Graph | DSA Guide | LearningTree

01

Section One · Foundation

What is a Graph?

A graph G = (V, E) consists of a set of vertices V and a set of edges E that connect pairs of vertices. Unlike trees, graphs can have cycles, disconnected components, and edges with weights or directions. This flexibility makes graphs the go-to structure whenever you need to model relationships — friendships, road maps, task dependencies, web links, circuit connections, or state machines.

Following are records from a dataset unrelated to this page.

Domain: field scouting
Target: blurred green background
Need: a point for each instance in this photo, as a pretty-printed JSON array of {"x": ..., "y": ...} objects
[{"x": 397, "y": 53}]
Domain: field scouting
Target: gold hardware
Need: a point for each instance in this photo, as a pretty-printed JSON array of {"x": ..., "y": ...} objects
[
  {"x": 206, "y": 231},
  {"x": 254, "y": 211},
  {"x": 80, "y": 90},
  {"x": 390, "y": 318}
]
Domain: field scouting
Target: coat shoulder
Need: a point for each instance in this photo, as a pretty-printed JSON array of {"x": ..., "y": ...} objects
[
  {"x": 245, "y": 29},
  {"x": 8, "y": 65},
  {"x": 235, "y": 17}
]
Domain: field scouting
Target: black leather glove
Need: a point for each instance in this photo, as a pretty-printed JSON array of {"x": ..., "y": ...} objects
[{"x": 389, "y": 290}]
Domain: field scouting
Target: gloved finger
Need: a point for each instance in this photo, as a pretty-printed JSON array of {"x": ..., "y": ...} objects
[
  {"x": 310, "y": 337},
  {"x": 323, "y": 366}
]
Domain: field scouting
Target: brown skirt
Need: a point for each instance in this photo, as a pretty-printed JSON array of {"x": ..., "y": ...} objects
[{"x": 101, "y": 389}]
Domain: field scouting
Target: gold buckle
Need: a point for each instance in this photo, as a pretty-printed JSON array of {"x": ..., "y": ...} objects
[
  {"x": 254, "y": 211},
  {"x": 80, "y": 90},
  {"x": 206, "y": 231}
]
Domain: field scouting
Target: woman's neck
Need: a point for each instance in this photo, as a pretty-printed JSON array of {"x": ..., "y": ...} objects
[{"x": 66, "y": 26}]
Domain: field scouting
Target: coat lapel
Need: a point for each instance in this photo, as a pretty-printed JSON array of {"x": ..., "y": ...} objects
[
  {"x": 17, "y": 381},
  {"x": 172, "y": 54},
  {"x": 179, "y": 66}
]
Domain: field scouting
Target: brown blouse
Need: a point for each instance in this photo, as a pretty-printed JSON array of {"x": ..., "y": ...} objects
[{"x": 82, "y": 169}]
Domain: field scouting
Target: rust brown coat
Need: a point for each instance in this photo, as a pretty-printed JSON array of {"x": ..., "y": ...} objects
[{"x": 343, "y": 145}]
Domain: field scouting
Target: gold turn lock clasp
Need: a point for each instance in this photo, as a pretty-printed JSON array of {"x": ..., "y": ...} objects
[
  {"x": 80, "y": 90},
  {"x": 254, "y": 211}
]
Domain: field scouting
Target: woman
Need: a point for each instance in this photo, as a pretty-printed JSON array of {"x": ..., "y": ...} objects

Graphs are stored in two main representations:

Adjacency List

Map<V, List<V>>

Each vertex stores a list of its neighbours. Space-efficient for sparse graphs (E ≪ V²) and supports fast iteration over neighbours.

Space: O(V + E)
Add edge: O(1)
Check edge: O(degree)
Best for most interview problems

Adjacency Matrix

boolean[V][V]

A V×V matrix where matrix[u][v] = true means an edge from u to v. O(1) edge lookup but wastes space for sparse graphs.

Space: O(V²)
Add edge: O(1)
Check edge: O(1)
Best for dense graphs or Floyd-Warshall

Analogy: Think of a city road map. Intersections are vertices, roads are edges. Some roads are one-way (directed), some have tolls (weighted). Finding the fastest route from home to work is a shortest-path problem. Detecting if you can loop back to your starting point is cycle detection. A graph captures all these relationships naturally.

Key Characteristics

Directed vs Undirected

▶

Directed edges have a source → destination; undirected edges go both ways

Weighted vs Unweighted

▶

Weighted edges carry a cost/distance; unweighted edges are all equal

Cyclic vs Acyclic

▶

Cyclic graphs contain loops; DAGs (Directed Acyclic Graphs) enable topological sort

Connected vs Disconnected

▶

In a connected graph every vertex is reachable from every other; disconnected has multiple components

Sparse vs Dense

▶

Sparse: E ≈ V — use adjacency list. Dense: E ≈ V² — adjacency matrix may be better

Graph Types at a Glance

Type	Edges	Cycles	Example
Undirected	Bidirectional	Possible	Social network friendships
Directed (Digraph)	One-way	Possible	Web page links, Twitter follows
DAG	Directed	None	Build systems, task scheduling
Weighted	Have costs	Possible	Road networks, airline routes
Bipartite	Two groups	Even cycles only	Job matching, student-course

02

Section Two · Operations

Core Operations

BFS — Breadth-First Search

Explores neighbours level by level using a queue. Finds the shortest path in unweighted graphs and detects connected components.

Pseudocode

function bfs(graph, start):
    visited = Set()
    queue = [start]
    visited.add(start)
while queue is not empty:
        node = queue.poll() // dequeue front process(node)
for neighbor in graph[node]:
if neighbor not in visited:
                visited.add(neighbor)
                queue.add(neighbor) // enqueue // Time: O(V + E)   Space: O(V)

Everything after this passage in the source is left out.